Do not infer, extrapolate, or suggest endpoints that are not
literally present in the retrieved text. If the context does
not directly answer the question, respond with exactly:
'I don't have enough context to answer this accurately.
Please refer to the API reference: [URL]'"
The word "explicitly" and the prohibition on inference cut hallucination rate from about 1.6% of responses to 0.03% in a post-fix evaluation over 30,000 conversations. I don't love that it's still nonzero, but it's in the range where the validation layer catches what the prompt misses.
The routes we actually had to build
For the four hallucinated endpoints that multiple enterprise customers had integrated
against, we made a pragmatic call: build them. POST /v2/webhooks/replay
shipped three weeks later. PATCH /v2/users/bulk was already on the
roadmap; it moved up. When your AI describes a feature confidently enough, customers
build against it and the hallucination quietly becomes a product commitment.
Lessons
- "Use only the context" is not a hallucination prevention strategy. It is a preference instruction. Models will still extrapolate when context is adjacent but incomplete. You need validation, not just instructions.

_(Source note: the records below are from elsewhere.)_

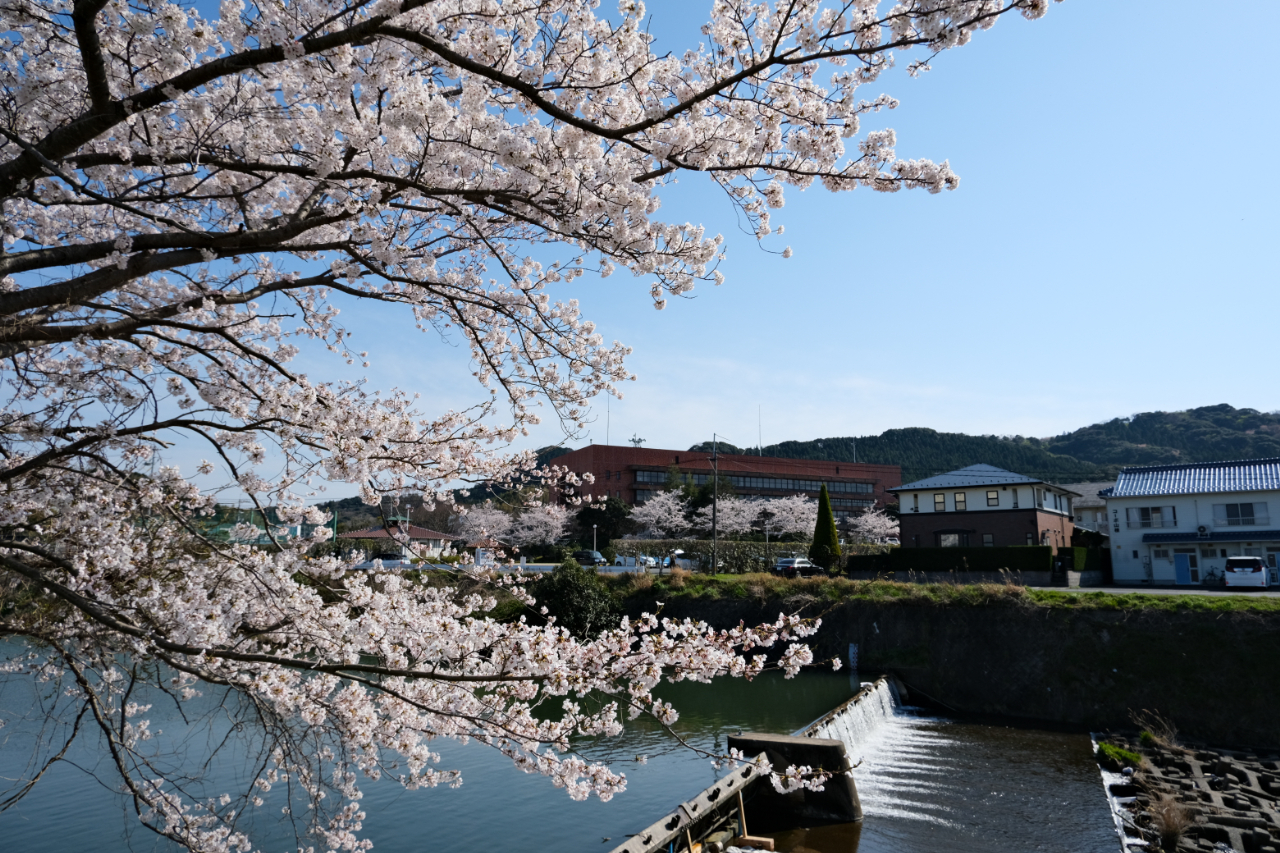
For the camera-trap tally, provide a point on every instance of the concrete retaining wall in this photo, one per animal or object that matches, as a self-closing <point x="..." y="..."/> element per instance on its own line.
<point x="1214" y="674"/>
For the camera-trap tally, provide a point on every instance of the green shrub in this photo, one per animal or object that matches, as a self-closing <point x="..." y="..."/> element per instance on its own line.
<point x="824" y="550"/>
<point x="1014" y="559"/>
<point x="577" y="598"/>
<point x="1115" y="758"/>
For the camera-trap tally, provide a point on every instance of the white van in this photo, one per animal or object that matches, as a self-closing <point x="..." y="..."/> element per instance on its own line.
<point x="1246" y="571"/>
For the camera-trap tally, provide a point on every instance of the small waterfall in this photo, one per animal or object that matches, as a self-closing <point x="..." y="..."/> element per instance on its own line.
<point x="901" y="766"/>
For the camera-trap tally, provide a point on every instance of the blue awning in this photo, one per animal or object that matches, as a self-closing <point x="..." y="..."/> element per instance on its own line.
<point x="1225" y="536"/>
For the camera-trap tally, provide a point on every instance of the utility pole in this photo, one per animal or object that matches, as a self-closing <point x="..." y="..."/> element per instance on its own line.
<point x="714" y="502"/>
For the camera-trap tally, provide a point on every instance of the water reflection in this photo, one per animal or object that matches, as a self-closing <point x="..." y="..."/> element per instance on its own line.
<point x="927" y="785"/>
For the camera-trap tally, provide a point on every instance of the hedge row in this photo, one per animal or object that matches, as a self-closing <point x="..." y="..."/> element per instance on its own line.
<point x="734" y="556"/>
<point x="901" y="560"/>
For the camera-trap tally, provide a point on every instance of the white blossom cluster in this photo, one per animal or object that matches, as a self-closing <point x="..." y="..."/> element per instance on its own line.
<point x="186" y="203"/>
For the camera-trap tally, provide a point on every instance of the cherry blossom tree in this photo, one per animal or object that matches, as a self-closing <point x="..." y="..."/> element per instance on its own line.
<point x="734" y="515"/>
<point x="795" y="514"/>
<point x="873" y="525"/>
<point x="484" y="521"/>
<point x="186" y="203"/>
<point x="539" y="525"/>
<point x="662" y="516"/>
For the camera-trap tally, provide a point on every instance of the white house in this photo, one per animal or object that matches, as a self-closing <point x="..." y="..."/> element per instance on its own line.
<point x="1171" y="524"/>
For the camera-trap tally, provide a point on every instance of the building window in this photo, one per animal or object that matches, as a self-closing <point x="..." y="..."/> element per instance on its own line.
<point x="1237" y="515"/>
<point x="1151" y="516"/>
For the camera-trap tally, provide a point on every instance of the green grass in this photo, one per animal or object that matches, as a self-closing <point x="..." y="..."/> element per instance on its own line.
<point x="764" y="587"/>
<point x="1116" y="758"/>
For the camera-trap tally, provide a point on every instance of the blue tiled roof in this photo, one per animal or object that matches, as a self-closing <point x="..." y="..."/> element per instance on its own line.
<point x="969" y="477"/>
<point x="1225" y="536"/>
<point x="1237" y="475"/>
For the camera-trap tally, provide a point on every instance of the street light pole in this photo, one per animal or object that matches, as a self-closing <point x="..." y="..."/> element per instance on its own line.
<point x="714" y="502"/>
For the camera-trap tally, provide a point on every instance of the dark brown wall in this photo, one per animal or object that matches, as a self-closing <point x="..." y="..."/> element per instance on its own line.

- Plausible hallucinations are more dangerous than obvious ones. A model that invents nonsense is easy to catch. A model that invents reasonable API routes in your own naming convention will fool developers for weeks.
- Ground-truth validation has to be domain-specific. For an API docs bot, validate every route against the spec. For a code-generation tool, run the code. The LLM's output must be checkable against a source of truth you own.
- Shared doc links spread hallucinations faster than you can patch them. Once a fabricated answer lands in a customer's Confluence, it's out of your control. Conversation log monitoring needs to happen in hours, not weeks.